A few big news outlets recently ran stories about how search engine optimization is a thing of the past.
And while it’s true that SEO is evolving to meet the needs of today’s searchers (which, as anyone who has been involved in SEO for more than a few months knows, SEO is always evolving), SEO is by no means dead.
For small businesses, SEO is more important than ever before, and it can now be more easily harnessed to boost the number of site visitors you see, conversions you make, and therefore profits for your bottom line.
If you are new to SEO or it is time to revamp and existing campaign, here are ten ways small businesses can still use SEO:
1. Create great content that your readers are likely to share.
Sounds simple enough, right?
In all seriousness, this can be one of the most difficult parts of search engine optimization, but is also one of the most important.
Content that is valuable and shareable is one of the best ways to attract new traffic to your website and it also encourages your readers to market you (for free) to their friends and followers.
Find a topic that people in your industry are talking about.
Write something extremely useful or even a little controversial.
Make it engaging and make it relatable.
2. Make sure your company shows up in content that is related to your industry.
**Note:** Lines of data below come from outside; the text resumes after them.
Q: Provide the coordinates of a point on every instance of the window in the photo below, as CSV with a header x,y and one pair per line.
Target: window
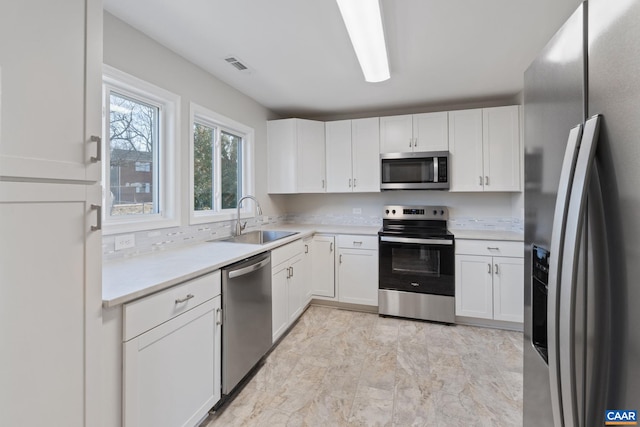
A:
x,y
140,159
220,152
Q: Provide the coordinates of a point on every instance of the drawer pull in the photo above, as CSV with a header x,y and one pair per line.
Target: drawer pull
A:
x,y
185,299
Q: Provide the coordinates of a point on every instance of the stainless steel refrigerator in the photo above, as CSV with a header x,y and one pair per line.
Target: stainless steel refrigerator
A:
x,y
582,219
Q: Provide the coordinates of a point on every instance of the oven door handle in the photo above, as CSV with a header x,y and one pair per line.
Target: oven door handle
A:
x,y
440,242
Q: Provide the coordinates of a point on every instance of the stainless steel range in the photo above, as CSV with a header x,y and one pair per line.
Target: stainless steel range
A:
x,y
416,264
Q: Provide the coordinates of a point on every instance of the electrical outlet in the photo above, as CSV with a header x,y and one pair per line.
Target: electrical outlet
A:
x,y
125,241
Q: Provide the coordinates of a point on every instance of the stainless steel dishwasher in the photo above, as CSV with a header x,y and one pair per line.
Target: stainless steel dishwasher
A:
x,y
246,309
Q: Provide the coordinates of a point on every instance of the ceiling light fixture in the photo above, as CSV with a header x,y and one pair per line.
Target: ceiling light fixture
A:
x,y
364,25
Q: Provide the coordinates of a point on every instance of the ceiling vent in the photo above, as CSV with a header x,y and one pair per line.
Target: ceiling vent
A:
x,y
236,63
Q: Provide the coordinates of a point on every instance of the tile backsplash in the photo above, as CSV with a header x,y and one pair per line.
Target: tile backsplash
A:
x,y
176,237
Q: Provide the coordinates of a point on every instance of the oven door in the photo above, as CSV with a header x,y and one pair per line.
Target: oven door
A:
x,y
420,265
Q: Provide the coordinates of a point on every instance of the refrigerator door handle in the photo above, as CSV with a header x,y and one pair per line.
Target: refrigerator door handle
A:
x,y
555,267
571,257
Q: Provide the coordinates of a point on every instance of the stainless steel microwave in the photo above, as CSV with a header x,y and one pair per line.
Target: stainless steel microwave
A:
x,y
415,171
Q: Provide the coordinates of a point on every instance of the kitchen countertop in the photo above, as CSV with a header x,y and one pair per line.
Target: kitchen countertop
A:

For example, if you make and/or sell shoes made from recycle materials and you don’t show up in an article that lists the top ten most environmentally conscious shoe manufacturers or sellers, contact that author of that article and ask of you can be included.
Not only are you make that author’s job really easy (you’re bringing the research to him), you’ll find your link and your name in an article that that author or outlet is marketing for their own purposes.
This means that they are marketing you, too.
3. Start guest posting.
If you’re not yet a guest poster, it’s time to become one.
Guest posting is one of the best ways to boost your SEO, largely because it allows you to steal the juice of a website that already has lots of traffic and a dedicated following.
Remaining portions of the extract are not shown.